En torno a las empresas y organizaciones se ha creado un universo discursivo
inmenso y en continuo desarrollo y expansión. Estas formas de “darse
a conocer “de la economía de fines de siglo XX están
atadas a presupuestos culturales y sociales que evidencian una emergencia
histórica del conocimiento. ¿Por qué existe hoy una
oferta tan inmensa de libros sobre marketing y ventas? ¿Podría
alguien reunir o siquiera enumerar las publicaciones sobre recursos humanos
y relaciones laborales editadas durante los últimos diez años?
Parece virtualmente imposible. ¿Cuántos modelos de reducción
de costos, medición de desempeño y optimización de
procesos industriales recibieron difusión en los 90’s? Más
de los que es posible recordar, seguramente.
¿Cómo puede explicarse esta proliferación incesante
de discursos sobre el sistema económico en el que estamos insertos?
En primer lugar, la economía actual es una economía conocimiento-intensiva,
se producen bienes y servicios cargados de información, de imágenes
y de signos de todo tipo. Hoy la organización de la economía
es visualizada como un flujo constante de información y de “capital
intelectual”, como se denomina a la acumulación de activos
informativos. Esta particular configuración de las formas económicas
actuales exige mayor reflexión y discursos en torno a las relaciones
entre el hombre y su comunidad económica.

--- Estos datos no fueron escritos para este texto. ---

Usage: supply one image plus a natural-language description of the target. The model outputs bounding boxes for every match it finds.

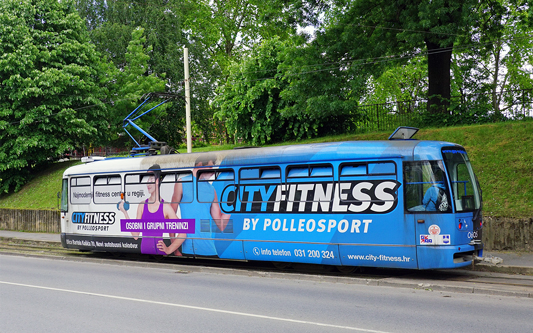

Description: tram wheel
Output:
[272,261,292,269]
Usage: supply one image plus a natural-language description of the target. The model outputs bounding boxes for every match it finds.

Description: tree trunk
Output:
[426,41,453,113]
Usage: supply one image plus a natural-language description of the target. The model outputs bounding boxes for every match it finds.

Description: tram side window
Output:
[70,177,93,205]
[196,169,235,203]
[93,175,122,204]
[196,169,235,234]
[404,161,451,213]
[284,164,334,212]
[124,173,159,204]
[61,179,68,212]
[160,171,194,204]
[238,167,281,205]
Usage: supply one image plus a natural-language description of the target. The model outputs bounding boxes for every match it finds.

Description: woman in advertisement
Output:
[119,164,186,255]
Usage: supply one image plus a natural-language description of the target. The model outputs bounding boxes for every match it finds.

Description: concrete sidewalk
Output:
[0,230,533,275]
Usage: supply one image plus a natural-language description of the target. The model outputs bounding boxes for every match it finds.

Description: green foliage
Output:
[0,0,107,192]
[216,39,292,144]
[102,28,170,145]
[0,121,533,218]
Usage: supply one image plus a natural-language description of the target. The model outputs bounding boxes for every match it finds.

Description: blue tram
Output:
[61,128,483,269]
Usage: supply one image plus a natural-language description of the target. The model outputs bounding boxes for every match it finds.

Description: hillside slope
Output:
[0,121,533,218]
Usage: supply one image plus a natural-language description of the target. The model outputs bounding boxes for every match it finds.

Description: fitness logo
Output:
[220,180,401,214]
[72,212,115,224]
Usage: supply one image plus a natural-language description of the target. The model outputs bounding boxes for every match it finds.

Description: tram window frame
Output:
[69,176,93,205]
[285,163,334,182]
[402,160,453,214]
[124,172,161,205]
[334,160,400,204]
[238,166,283,205]
[93,174,122,205]
[196,168,235,204]
[282,163,335,208]
[159,170,194,204]
[339,160,398,176]
[59,178,69,212]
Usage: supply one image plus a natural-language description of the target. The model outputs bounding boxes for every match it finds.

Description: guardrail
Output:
[0,209,61,233]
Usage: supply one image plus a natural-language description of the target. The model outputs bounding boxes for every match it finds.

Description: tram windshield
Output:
[442,147,481,212]
[404,161,452,213]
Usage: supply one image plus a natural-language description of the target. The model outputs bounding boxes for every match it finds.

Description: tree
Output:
[0,0,107,192]
[452,0,533,118]
[310,0,501,113]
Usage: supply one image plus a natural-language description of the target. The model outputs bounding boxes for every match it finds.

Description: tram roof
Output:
[64,140,462,176]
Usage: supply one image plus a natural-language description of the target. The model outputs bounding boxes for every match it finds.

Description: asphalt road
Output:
[0,255,533,332]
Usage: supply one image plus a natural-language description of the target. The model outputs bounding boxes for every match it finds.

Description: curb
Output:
[0,251,533,298]
[473,264,533,275]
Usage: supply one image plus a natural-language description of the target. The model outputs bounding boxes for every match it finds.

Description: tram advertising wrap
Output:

La economía en
que vivimos transforma lo cognitivo y lo cultural en capital.
Desde los mecanismos mismos de la economía se gestan las producciones
simbólicas sobre esa economía. La economía exige
que se hable de ella, que se escriba, que se dicten clases y conferencias.

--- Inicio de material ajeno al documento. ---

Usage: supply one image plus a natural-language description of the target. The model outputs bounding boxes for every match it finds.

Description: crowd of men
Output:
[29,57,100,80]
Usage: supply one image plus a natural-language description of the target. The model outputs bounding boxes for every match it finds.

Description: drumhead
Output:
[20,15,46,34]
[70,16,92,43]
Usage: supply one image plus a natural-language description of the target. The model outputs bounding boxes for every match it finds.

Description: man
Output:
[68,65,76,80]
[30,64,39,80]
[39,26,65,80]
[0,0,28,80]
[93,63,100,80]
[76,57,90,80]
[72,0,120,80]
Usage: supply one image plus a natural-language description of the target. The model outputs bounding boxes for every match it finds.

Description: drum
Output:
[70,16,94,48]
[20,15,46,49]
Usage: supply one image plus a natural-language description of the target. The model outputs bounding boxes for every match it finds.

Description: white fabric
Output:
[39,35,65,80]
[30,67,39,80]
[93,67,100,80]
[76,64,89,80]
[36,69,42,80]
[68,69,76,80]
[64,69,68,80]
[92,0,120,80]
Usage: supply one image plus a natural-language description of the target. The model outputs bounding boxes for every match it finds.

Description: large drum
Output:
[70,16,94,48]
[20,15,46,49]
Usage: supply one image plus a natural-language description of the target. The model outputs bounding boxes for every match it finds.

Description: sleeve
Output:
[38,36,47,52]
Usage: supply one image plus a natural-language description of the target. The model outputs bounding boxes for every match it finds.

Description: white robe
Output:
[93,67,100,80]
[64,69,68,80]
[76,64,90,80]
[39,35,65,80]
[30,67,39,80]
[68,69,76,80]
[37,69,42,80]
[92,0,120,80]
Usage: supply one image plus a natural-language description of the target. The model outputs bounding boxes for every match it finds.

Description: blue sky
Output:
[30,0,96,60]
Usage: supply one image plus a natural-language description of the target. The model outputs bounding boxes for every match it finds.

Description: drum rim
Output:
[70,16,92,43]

Los discursos sobre empresas se han multiplicado en los medios de comunicación
de masas, en las nuevas tecnologías de información y han
generado, a su vez, nuevos espacios de transmisión en forma de
publicaciones, capacitación, comunidades de intereses, foros y
productos de todo tipo.
Una de las características mas salientes de la economía
actual es la alta tecnologización y complejidad de sus prácticas
e instituciones: el comercio, la industria, las formas de organización
económica en general. Muchas de las empresas que alimentan la economía
de hoy son enteramente producto de la tecnología y, sobre todo,
de la informatización de los sistemas de producción, tanto
fabriles como de servicios. La industria del software tal vez sea el ejemplo
más cercano y palpable, paradójicamente.
Este aumento de la presencia de tecnologías de la información
y la comunicación en las actividades económicas generan
un excedente productivo, no ya en forma de stock de productos como en
la primera mitad del siglo, sino en forma de materiales simbólicos:
información, conocimiento, diseño, innovación, sistemas,
símbolos, etc.
Estos argumentos nos obligan a reconocer una realidad: la economía
y la cultura no son mundos aparte. Ni siquiera son tecnologías
–en tanto aplicaciones de saber- distinguibles, al menos no hoy.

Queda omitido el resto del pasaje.